The Chiral Recognition of Optically Active Poly(triphenylmethyl methacrylate) Derivatives as Stationary Phases for HPLC

Abstract

Four meta-halogen- or meta-methyl-substituted optically active poly(triphenylmethyl methacrylate) [poly(TrMA)] derivatives with a one-handed helical structure were coated on macroporous silica gel and their chiral-recognition abilities as stationary phases for high-pherformance liquid chromatography were investigated with methanol or hexane–2-propanol (95:5(v/v)) as the eluent.
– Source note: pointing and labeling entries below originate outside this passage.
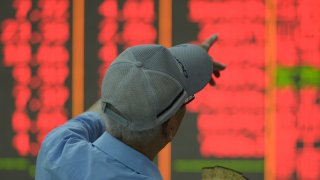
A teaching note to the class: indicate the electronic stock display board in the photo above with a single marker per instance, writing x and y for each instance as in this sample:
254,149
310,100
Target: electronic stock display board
225,125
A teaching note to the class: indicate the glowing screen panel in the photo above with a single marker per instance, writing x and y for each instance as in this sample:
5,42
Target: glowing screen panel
35,37
224,125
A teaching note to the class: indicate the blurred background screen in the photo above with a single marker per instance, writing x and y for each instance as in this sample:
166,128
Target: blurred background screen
262,118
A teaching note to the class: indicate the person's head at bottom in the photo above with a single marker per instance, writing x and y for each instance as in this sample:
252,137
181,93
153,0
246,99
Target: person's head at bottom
145,90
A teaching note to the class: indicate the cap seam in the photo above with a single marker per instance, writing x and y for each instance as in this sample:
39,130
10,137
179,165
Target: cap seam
162,73
153,93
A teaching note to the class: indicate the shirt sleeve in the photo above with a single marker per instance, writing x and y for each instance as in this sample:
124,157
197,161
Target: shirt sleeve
71,138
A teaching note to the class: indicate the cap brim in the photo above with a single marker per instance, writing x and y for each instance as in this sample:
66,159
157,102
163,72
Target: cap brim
196,65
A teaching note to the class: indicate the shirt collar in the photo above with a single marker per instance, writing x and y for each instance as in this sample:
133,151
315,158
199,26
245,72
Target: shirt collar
127,155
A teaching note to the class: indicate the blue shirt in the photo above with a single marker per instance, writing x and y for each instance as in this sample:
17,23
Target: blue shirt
82,149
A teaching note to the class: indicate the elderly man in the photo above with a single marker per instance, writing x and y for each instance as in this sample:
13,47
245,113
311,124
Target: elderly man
143,98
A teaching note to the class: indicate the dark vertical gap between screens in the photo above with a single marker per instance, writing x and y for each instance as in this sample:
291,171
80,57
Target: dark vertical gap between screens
13,165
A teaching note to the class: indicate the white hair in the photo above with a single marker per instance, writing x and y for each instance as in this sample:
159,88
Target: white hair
135,137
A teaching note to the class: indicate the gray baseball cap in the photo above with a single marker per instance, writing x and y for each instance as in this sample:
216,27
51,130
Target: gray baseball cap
147,84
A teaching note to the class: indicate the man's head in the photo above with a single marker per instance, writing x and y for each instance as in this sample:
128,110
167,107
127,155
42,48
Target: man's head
145,90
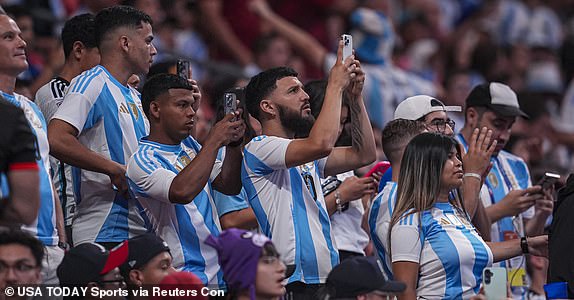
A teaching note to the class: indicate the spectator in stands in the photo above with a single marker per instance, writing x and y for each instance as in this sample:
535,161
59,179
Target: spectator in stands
430,232
516,208
20,259
173,176
99,124
18,163
81,52
251,265
49,226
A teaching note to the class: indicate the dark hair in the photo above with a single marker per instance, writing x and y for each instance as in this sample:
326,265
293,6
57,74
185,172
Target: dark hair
17,236
80,28
396,135
160,84
261,85
111,18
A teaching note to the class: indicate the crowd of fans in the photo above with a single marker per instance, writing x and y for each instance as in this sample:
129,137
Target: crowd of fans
119,173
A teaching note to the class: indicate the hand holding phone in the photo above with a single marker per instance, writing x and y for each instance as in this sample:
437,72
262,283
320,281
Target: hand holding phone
184,69
347,45
230,103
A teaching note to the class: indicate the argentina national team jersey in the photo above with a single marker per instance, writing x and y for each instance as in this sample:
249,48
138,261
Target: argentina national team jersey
283,202
379,221
184,227
44,227
110,121
450,252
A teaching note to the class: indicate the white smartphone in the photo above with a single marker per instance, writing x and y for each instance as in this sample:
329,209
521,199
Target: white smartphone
347,45
494,283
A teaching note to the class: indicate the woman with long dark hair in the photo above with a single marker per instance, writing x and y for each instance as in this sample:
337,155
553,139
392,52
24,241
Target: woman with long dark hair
435,249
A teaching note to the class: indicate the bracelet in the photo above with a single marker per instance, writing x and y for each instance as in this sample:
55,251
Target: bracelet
338,201
524,245
473,175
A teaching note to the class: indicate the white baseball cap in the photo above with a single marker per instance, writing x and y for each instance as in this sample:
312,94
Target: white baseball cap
416,107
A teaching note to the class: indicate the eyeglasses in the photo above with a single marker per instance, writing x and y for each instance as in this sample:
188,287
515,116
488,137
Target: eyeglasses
20,268
440,124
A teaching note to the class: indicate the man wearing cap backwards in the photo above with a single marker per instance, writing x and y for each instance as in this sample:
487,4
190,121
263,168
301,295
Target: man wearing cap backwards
360,278
148,262
91,265
516,208
433,113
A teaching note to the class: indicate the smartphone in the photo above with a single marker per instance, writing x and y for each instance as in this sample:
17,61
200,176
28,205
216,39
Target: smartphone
229,103
548,180
381,167
184,69
494,283
347,45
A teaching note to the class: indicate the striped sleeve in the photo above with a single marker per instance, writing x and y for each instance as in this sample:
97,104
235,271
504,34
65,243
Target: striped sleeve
148,178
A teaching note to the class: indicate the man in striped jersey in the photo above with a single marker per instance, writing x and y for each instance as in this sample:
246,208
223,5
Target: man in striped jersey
48,226
281,174
81,52
99,124
174,177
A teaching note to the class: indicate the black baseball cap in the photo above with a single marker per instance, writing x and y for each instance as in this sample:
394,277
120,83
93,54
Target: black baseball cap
360,275
497,97
85,263
142,249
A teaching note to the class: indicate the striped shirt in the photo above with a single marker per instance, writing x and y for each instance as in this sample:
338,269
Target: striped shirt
110,121
184,227
49,97
290,209
450,252
379,221
44,227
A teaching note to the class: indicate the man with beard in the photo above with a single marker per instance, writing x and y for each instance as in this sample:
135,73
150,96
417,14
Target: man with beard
281,174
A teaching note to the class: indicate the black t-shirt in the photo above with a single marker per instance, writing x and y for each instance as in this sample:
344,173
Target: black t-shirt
18,148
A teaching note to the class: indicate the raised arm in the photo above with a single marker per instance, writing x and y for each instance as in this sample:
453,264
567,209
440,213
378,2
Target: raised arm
188,183
325,131
304,43
363,150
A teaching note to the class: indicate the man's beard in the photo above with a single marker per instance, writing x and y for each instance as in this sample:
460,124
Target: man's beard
294,122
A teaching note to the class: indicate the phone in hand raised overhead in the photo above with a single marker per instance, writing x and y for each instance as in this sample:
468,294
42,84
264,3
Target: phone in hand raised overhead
347,45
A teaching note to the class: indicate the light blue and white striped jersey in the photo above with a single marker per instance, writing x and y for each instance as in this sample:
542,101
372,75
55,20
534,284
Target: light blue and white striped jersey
44,227
48,98
184,227
228,203
450,252
110,121
286,210
379,221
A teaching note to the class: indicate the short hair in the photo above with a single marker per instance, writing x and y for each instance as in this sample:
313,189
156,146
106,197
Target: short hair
80,28
261,85
112,18
397,134
17,236
160,84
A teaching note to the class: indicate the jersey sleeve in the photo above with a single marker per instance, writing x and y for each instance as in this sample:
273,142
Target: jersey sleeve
148,179
78,110
265,154
406,242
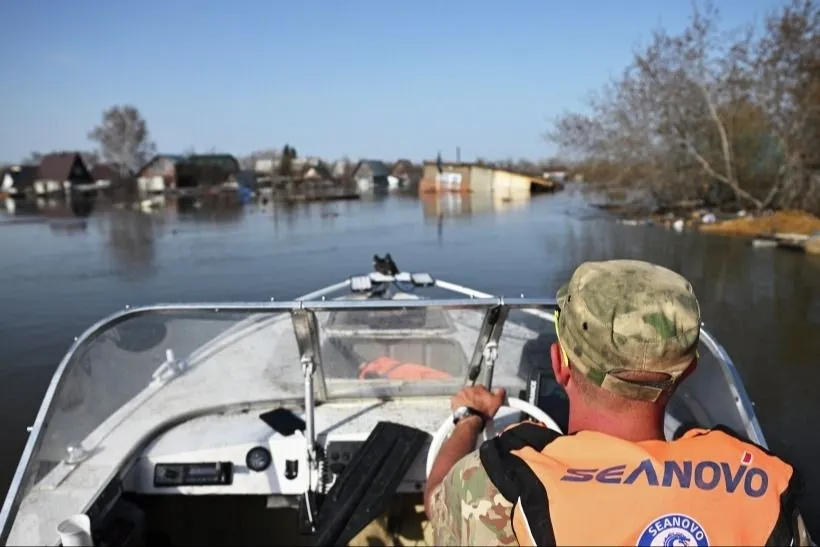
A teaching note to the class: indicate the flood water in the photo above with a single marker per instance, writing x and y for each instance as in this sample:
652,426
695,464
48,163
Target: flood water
58,277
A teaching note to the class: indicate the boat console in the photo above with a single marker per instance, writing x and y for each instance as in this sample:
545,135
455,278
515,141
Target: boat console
190,423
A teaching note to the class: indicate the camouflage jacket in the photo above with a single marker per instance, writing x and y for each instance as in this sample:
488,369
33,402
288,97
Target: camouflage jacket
467,509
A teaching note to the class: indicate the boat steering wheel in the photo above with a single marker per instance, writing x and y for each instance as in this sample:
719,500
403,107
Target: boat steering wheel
490,430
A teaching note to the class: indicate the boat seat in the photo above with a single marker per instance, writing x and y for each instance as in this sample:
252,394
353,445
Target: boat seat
364,489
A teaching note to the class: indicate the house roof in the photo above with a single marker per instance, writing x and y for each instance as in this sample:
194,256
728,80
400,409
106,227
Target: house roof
173,158
223,161
22,176
57,166
105,171
377,168
321,169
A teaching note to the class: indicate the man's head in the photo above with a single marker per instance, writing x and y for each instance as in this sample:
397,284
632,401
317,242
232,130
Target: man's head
628,333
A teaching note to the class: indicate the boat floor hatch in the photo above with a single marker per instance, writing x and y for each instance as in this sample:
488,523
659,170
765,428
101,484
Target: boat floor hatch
362,492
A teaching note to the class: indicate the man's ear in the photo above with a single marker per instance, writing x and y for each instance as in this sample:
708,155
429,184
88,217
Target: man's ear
689,370
558,369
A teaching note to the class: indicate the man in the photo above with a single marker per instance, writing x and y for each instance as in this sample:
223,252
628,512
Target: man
627,336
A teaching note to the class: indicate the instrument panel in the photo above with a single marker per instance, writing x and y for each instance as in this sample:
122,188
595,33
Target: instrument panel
241,454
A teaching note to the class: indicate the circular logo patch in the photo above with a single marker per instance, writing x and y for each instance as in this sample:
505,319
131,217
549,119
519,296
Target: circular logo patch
674,530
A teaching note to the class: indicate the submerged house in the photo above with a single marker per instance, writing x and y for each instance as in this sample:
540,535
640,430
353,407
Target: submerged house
204,170
18,180
371,174
60,173
316,173
159,174
405,173
105,174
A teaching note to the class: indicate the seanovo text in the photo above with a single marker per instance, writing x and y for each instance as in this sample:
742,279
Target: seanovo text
704,475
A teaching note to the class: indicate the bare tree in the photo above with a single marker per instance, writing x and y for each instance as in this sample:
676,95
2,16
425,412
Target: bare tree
34,158
124,139
699,110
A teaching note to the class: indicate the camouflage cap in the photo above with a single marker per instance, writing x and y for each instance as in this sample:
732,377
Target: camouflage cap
627,315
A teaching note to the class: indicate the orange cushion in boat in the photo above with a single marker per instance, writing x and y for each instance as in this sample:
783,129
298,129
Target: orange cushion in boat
392,369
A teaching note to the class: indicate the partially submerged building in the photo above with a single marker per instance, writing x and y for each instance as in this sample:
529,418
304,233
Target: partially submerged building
441,177
60,172
370,175
18,180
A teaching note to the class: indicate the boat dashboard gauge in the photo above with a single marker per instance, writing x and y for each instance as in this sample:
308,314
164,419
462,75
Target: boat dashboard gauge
258,458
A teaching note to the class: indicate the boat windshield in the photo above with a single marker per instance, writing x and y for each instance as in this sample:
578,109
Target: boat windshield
155,367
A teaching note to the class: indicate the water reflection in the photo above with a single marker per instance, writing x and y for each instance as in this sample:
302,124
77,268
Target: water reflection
763,305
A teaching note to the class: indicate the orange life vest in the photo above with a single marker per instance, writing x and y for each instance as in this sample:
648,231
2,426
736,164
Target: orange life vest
706,488
392,369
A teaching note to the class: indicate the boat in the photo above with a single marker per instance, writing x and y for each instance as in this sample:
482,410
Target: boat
293,422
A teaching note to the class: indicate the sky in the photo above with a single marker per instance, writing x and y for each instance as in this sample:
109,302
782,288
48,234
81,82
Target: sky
358,78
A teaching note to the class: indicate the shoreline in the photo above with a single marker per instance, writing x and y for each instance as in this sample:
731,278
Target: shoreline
790,228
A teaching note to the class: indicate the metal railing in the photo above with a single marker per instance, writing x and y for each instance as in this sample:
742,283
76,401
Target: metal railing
303,316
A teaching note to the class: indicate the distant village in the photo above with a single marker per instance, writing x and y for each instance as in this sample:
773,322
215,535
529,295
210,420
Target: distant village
283,177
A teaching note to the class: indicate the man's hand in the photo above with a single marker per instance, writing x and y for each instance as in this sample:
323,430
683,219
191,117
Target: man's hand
479,398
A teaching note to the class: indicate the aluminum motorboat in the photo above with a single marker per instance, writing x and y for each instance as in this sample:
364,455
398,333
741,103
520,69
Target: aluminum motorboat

The chiral-recognition abilities of poly(m-fluorophenyldiphenylmethyl methacrylate) and poly(m-chlorophenyldiphenylmethyl methacrylate) were slightly low compared with that of poly(TrMA) when methanol was used as the eluent. Poly[tris(m-chlorophenyl)methyl methacrylate] [poly(m-Cl₃TrMA)] showed no resolving ability, although poly[tris(m-tolyl)methyl methacrylate] [poly(m-Me₃TrMA)] had an effective chiral recognition ability and resolved some racemates more efficiently than poly(TrMA). When hexane–2-propanol (95/5) was used as the eluent, the optical-resolution abilities of all these chiral polymers except for poly(m-Cl₃TrMA) were rather similar to that of poly(TrMA) under the same eluent system. The chiral-adsorbing sites are considered to be the chiral triarylmethyl propellers in the methanol system; carbonyl groups may also be involved in the hexane–2-propanol system. The difference in the chiral-recognition abilities of the two tri-substituted chiral polymers were ascribed to their different propeller structures and/or the different conformations of their carbonyl groups. The optical-resolution abilities of poly[TrMA-co-(m-Cl₃TrMA)] and poly[TrMA-co-(m-Me₃TrMA)] were also investigated. From the results, the mechanism of the separation of enantiomers on poly(TrMA) was discussed.